Um notável músico-pensador argentino

Por que insistir em afirmar que um artista se sacrifica pelo seu ideal:
seria mais razoável considerar que é o ideal que o sacrifica.
Ou, mais uma vez, pode-se supor que, se há sacrifício,
é sempre em nome de uma vocação,
o que diminui a martirologia dos sacrificados.

A verdadeira maturidade só começa
quando o homem toma consciência efetiva da sua própria solidão.

Juan Carlos Paz
(“Memorias I”)

Um dos prazeres do leitor é regressar a um livro décadas após a leitura. Meu dileto amigo, arquiteto António Menéres, após sólida carreira em Portugal, deixou impressões em seu livro autobiográfico “Crônicas contra o esquecimento” (vide blog: 29/07/2007). Como define bem o apreço que adquirimos pela obra impressa! Escreve Menéres: “Sempre que posso olho os meus livros, quer as lombadas simplesmente cartonadas, a sua cor, os títulos das obras; mesmo sem os abrir adivinho o seu conteúdo e, quando os folheio, reconheço as leituras anteriores, muitas das quais estão sublinhadas, justamente para me facilitar outros e novos convívios”. Deu-se o mesmo ao ver a lombada de um livro numa estante bem alta, subir a escada metálica e voltar a visitá-lo quase cinquenta anos após!  Ratifica a apreensão que se tem hoje dos livros online, assim como do já quase sepultamento dos CDs. Perde-se o contato físico e dificilmente há o retorno àquilo que jaz nos arquivos “voláteis”. Dir-se-ia que uma névoa está a se tornar cada vez mais densa, a nos separar daquilo que denominávamos biblioteca individual. Quanto às públicas, tantas delas extraordinárias, poderão brevemente ter o nome substituído pelos termos “Museu dos Livros”. Um dos meus amigos só frequenta literatura pelo tablet. À minha pergunta se saberia apontar alguns dos livros assimilados, respondeu-me que não saberia. Os tempos atuais apagarão a memória “física”? Temo pela fatalidade.

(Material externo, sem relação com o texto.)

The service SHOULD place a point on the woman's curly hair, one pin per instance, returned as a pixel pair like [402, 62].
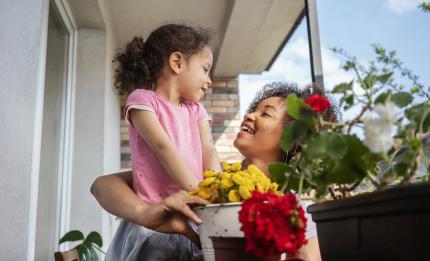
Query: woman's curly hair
[283, 89]
[140, 63]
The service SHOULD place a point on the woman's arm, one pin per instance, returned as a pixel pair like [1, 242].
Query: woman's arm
[210, 156]
[149, 128]
[114, 194]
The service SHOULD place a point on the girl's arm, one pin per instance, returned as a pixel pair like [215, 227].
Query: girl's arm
[210, 156]
[114, 194]
[149, 128]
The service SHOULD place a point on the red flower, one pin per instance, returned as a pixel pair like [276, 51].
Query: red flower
[272, 224]
[318, 103]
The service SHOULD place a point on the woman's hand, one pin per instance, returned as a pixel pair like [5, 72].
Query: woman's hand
[172, 214]
[114, 194]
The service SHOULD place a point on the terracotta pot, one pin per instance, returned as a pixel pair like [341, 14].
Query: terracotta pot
[232, 248]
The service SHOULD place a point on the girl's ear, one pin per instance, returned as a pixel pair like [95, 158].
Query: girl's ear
[176, 62]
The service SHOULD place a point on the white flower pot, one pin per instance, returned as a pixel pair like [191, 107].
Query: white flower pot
[219, 220]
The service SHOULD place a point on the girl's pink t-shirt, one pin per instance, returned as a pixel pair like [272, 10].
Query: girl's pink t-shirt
[150, 181]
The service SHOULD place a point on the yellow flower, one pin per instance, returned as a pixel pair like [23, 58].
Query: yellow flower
[250, 185]
[225, 175]
[194, 192]
[254, 170]
[225, 166]
[204, 194]
[233, 196]
[226, 184]
[208, 173]
[215, 185]
[208, 181]
[260, 188]
[274, 186]
[244, 192]
[236, 166]
[238, 179]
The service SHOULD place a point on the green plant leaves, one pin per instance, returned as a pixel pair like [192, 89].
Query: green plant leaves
[86, 249]
[300, 110]
[384, 77]
[419, 115]
[277, 171]
[293, 133]
[95, 238]
[328, 144]
[342, 87]
[355, 163]
[71, 236]
[402, 99]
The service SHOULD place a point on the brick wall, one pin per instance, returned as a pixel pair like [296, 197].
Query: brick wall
[222, 103]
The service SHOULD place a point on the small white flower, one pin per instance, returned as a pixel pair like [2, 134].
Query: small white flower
[378, 125]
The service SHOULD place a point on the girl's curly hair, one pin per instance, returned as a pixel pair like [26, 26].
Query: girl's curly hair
[139, 64]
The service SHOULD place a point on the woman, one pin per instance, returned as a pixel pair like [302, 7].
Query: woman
[258, 141]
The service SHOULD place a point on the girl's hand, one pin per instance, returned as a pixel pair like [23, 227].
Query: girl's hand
[171, 215]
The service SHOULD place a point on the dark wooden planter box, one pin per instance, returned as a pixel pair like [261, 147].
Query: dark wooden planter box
[233, 249]
[387, 225]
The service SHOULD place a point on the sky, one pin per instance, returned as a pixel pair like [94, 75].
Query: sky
[352, 25]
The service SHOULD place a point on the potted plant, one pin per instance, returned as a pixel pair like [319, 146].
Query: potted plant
[85, 250]
[382, 149]
[232, 231]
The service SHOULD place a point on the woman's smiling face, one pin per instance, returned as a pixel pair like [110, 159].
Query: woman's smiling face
[261, 129]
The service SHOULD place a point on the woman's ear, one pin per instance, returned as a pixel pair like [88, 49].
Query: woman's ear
[176, 62]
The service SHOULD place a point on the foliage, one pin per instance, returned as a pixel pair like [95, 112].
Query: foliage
[333, 160]
[87, 246]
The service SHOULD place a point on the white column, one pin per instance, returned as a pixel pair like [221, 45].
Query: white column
[89, 120]
[23, 29]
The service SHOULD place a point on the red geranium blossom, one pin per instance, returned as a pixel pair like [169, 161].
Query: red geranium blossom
[272, 224]
[318, 103]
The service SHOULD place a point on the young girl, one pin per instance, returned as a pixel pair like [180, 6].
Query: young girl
[169, 132]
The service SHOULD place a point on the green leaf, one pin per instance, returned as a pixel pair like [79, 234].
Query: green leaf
[94, 256]
[401, 168]
[382, 98]
[95, 238]
[81, 250]
[293, 133]
[384, 77]
[277, 171]
[342, 87]
[369, 81]
[344, 173]
[402, 99]
[354, 164]
[87, 254]
[300, 110]
[419, 115]
[349, 100]
[71, 236]
[328, 144]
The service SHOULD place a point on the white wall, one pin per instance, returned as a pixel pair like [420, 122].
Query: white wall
[112, 138]
[88, 155]
[22, 47]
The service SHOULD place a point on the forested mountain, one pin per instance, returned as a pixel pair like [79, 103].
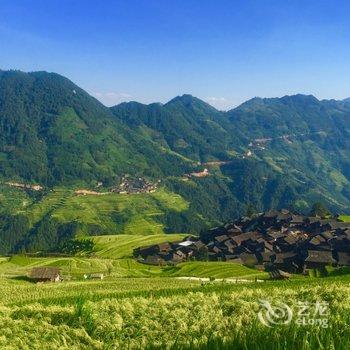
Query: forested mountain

“Alturas, tensiones, ataques, intensidades. (Memorias I)”, de Juan Carlos Paz (Buenos Aires, De La Flor, 1972), possivelmente jamais teria retornado para uma nova leitura não fosse a sua presença silenciosa na mais elevada estante. O debruçar atual apenas se adequou perfeitamente aos nossos dias, mercê também do perfil do compositor, teórico e pensador argentino.  Não há defasagem no seu pensar que surge já nas primeiras décadas do século XX e se desenvolve com coerência até pouco antes de sua morte em 1972. O pensamento do autor é atualíssimo e fica patente que há um recrudescimento quanto aos aspectos preocupantes elencados por Paz, a evidenciar sua extraordinária visão atemporal.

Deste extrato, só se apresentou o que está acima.